Turtle Beach
- Author: Blanche d'Alpuget
- Language: English
- Genre: Fiction
- Publisher: Penguin
- Publication date: 1981
- Publication place: Australia
- Media type: Print
- Pages: 286 pp.
- ISBN: 0140057846
- Preceded by: Monkeys in the Dark
- Followed by: Robert J. Hawke : A Biography

= Turtle Beach (novel) =

1981 novel by Australian writer Blanche d'Alpuget

Turtle Beach (1981) is a novel by Australian writer Blanche d'Alpuget. It was originally published by Penguin in Australia in 1981.

==Synopsis==
Set in 1979 the novel follows an Australian journalist who is covering the arrival in Malaysia of ethnic Chinese fleeing oppression in post-war Vietnam.

==Critical reception==

Writing in The Canberra Times, Alison Broinowski noted: "The Australian pilgrimage into Asia is what both of Blanche d'Alpuget's novels are about.
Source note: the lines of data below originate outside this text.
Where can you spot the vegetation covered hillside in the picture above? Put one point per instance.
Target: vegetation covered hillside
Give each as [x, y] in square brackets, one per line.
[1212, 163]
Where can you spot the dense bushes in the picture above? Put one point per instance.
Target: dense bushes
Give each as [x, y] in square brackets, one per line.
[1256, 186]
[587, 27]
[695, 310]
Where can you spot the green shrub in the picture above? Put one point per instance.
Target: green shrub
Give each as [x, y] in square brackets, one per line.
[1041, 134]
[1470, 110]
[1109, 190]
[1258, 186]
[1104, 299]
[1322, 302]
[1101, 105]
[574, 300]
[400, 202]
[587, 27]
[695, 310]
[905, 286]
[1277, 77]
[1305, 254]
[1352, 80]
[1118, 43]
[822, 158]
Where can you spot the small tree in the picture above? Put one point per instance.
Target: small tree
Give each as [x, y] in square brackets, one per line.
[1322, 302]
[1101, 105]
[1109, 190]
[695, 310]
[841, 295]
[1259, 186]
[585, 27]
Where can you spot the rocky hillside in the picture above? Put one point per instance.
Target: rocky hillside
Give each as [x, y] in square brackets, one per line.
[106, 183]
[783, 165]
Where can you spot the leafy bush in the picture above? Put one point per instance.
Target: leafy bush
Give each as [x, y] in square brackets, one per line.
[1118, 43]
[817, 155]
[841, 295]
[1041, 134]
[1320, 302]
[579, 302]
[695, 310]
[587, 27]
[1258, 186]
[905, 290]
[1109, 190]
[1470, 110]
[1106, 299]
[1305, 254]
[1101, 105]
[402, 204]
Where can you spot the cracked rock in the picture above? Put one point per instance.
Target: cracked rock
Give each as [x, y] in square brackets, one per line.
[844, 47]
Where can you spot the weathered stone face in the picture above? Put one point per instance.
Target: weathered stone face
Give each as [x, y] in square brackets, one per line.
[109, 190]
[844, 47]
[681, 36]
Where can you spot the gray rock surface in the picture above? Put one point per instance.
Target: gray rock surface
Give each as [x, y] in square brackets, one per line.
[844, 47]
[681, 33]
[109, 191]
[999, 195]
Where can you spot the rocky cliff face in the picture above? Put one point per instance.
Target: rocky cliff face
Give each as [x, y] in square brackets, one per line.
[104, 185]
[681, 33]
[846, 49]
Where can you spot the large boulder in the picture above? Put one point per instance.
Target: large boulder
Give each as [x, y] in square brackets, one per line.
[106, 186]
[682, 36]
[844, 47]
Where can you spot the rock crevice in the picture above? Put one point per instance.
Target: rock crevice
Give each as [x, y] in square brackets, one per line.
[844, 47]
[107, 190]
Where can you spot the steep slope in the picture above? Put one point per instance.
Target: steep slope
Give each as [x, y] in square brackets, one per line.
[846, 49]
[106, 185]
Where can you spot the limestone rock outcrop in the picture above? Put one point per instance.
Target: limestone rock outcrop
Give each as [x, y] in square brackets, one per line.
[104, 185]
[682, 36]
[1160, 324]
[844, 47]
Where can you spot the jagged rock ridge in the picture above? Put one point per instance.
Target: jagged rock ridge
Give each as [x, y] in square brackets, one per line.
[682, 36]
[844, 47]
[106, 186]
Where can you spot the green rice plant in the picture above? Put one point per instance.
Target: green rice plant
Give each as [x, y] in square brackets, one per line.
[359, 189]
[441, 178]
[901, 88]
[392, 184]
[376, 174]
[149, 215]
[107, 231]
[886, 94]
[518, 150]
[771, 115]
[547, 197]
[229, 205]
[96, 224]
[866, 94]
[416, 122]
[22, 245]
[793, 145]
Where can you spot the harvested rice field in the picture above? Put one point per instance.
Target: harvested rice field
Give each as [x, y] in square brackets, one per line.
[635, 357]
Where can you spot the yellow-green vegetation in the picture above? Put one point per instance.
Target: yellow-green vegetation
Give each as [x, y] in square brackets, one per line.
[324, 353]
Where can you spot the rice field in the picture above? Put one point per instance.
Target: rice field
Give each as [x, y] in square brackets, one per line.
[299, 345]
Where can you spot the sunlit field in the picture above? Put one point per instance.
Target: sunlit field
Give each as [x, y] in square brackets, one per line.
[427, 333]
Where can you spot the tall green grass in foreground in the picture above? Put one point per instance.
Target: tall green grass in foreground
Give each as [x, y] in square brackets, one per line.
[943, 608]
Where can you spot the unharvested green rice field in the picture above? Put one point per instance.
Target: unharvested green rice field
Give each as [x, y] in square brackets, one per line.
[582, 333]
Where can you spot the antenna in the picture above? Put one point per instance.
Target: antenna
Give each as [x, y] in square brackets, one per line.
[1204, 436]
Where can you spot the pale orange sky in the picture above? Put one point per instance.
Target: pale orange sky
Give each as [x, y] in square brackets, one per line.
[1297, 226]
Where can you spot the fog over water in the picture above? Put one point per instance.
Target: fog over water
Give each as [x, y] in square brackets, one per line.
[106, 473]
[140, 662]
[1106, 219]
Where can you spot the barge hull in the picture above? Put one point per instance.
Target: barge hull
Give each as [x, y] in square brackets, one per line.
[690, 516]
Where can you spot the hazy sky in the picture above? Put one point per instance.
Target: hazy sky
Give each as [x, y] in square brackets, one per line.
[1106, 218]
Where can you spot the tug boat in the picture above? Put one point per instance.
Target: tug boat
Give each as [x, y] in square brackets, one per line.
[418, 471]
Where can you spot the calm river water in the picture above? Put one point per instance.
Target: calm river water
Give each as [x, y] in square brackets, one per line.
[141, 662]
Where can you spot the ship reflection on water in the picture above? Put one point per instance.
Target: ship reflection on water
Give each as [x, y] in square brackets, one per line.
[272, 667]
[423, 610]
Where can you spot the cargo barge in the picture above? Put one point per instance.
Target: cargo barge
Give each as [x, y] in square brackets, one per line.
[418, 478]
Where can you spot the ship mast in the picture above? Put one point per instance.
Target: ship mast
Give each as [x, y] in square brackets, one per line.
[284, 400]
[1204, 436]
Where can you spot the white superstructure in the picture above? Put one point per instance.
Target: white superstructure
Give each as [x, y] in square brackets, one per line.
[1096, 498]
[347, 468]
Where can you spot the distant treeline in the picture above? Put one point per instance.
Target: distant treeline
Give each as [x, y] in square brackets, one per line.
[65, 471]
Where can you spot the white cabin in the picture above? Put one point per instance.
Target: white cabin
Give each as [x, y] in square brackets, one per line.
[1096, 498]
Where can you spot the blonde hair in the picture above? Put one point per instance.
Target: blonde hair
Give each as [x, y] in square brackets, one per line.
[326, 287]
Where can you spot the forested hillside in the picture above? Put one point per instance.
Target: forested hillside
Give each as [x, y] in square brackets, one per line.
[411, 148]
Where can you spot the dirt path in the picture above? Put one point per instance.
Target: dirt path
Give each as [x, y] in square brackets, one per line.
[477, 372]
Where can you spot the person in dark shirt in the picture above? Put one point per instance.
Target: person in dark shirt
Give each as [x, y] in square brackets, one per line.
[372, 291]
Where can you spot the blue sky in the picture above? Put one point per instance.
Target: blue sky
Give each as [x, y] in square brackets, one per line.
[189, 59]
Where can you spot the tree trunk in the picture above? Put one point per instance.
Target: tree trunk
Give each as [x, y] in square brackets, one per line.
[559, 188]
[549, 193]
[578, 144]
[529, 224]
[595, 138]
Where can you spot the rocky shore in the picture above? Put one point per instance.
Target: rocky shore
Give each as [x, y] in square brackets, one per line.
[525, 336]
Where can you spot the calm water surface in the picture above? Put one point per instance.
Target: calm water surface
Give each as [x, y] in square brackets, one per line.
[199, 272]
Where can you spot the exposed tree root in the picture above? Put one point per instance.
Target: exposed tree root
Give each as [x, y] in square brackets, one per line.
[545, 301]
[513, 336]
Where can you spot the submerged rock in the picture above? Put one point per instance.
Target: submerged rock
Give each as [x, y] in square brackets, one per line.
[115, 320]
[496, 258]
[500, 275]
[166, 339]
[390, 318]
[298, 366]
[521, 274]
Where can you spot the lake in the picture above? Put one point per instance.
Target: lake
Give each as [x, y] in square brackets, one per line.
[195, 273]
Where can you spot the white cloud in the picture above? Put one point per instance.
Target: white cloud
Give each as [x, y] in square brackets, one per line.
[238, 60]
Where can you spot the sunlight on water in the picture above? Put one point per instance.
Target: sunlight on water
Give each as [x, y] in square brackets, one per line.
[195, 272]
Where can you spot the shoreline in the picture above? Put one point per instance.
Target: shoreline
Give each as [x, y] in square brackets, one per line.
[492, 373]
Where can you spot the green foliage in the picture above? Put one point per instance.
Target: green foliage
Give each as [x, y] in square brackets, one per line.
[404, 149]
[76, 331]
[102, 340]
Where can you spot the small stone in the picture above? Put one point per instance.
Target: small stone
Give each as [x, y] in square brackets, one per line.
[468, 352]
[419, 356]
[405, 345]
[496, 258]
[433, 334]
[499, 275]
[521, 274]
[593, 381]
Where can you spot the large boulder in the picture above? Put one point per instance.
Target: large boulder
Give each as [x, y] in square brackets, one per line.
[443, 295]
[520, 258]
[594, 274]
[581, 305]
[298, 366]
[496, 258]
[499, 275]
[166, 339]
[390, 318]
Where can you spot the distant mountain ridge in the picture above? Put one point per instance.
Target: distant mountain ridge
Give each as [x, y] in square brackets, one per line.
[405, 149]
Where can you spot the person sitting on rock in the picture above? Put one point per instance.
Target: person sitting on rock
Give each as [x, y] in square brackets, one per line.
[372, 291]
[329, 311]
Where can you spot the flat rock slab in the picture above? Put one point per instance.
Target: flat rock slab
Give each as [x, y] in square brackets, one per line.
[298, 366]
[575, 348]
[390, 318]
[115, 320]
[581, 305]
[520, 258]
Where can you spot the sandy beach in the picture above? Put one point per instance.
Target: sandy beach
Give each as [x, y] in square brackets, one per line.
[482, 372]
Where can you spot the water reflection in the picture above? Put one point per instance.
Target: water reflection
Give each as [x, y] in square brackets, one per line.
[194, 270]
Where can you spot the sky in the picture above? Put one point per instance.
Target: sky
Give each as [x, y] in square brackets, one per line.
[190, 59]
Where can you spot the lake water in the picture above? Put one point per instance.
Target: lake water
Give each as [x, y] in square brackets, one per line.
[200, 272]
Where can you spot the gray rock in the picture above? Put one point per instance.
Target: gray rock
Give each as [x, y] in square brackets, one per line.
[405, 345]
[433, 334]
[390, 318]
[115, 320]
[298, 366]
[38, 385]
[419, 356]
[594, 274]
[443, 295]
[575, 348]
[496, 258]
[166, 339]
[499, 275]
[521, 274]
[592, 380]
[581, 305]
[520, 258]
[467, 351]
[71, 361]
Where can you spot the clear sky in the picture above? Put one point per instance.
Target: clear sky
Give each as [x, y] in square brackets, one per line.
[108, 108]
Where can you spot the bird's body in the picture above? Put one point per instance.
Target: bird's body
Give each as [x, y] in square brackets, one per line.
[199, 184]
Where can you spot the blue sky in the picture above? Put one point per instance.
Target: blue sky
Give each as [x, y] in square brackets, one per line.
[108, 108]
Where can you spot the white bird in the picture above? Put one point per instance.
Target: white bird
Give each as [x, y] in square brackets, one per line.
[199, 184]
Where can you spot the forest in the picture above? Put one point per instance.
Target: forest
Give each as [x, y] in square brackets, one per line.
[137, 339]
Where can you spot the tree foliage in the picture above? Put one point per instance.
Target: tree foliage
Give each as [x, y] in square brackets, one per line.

In Turtle Beach, however, she goes further, into an exploration of the personality of individual Asians as well. Her Indian academic Kanan and her French-Vietnamese Minou are developed in more depth than most of her Australians. The clashes of culture are more effective because she gives both sides."

==Publication history==
After its original publication in 1981 in Australia by publisher Penguin the novel was later published as follows:

- Simon and Schuster, USA, 1981
- Penguin, Australia, 1991

The novel was also translated into French in 1983, and Japanese in 1992.

==Awards==

- Turtle Beach won The Age Book of the Year Award for Imaginative Writing in 1981

==Film adaptation==

The novel was adapted as a feature film of the same name in 1992 featuring Greta Scacchi and Jack Thompson. The film was directed by Stephen Wallace from a screenplay by Ann Turner.